Ed hadn’t expected me to take him up on his recipe for homemade apple wine. When I mentioned freezing the apples as apple sauce, and baking a pie or two his attitude became a little eager. He said, “I don’t care for apple sauce, but a good apple pie is just about unbeatable.”
“Do you want some apples so Ruby can make a pie with them?” I offered. Ed refused my offer saying regretfully that Ruby won’t bake pies because he eats them too fast. Ruby claims she would have to lock them in a timed vault to have a pie last more than an hour. Hearing Ed was under a pie band, I asked him if he wanted a piece of pie that I had baked. He was torn. He loves pie but hated the thought that I was being nice to him. His stomach won out.
When I presented Ed with his piece of pie, he was tentative. He asked, “Where’s the pie crust on the top? Why does it have dream whip on it instead? I haven’t seen apple pie like this before!” he stammered.
“Just try it Ed, it is good pie,” I assured him. The first bite was hesitant, but his next one was eager, and in seconds the piece of pie was a thing of the past. In spite of hating to do it, Ed did confess that his piece of pie tasted surprisingly good. Unfortunately, he didn’t stop there as he also said, “I can eat anyone’s cooking, except my own. Doesn’t matter how bad it is, I can usually clean it up.”
One thing that I really like about my neighbor Ed is that, he speaks his mind. I could never say he hides what he thinks. You always know where you stand with Ed. Most of all, he never says anything about you, that he hasn’t already said to your face. Ed is not one to flatter folks. He does not pretend to be someone that he is not, to impress others.

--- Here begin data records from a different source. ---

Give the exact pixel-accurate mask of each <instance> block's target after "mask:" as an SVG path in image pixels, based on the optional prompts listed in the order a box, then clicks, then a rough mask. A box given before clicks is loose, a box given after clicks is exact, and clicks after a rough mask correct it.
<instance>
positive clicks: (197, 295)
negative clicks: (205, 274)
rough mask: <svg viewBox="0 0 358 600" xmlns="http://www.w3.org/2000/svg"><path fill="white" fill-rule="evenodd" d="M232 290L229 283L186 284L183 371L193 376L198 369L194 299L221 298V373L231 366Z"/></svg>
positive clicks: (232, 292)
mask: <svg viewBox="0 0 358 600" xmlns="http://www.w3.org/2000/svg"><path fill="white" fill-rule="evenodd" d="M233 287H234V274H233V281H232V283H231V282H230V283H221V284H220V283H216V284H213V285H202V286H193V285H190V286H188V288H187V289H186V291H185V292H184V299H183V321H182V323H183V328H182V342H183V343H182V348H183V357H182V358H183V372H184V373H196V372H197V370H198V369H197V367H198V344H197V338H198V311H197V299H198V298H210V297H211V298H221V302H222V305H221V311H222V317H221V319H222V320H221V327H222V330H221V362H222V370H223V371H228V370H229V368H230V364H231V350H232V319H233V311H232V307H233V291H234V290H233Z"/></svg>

God is never fooled by our outward appearances. Jesus had a dislike for religious leaders who were fastidious about outward appearances and rituals. For example, they were concerned about the neglect of ceremonial washing before meals, but not about the greed and wickedness hidden inside their hearts. God knows if we act in justice and love and if we give to the poor. It is good to give a tenth or tithe to God, but not while still being greedy and wicked at heart. Religious leaders in Jesus’ day loved to claim the most important seats in the synagogues. What does God see us claiming for ourselves before others? What does he see going on inside our hearts?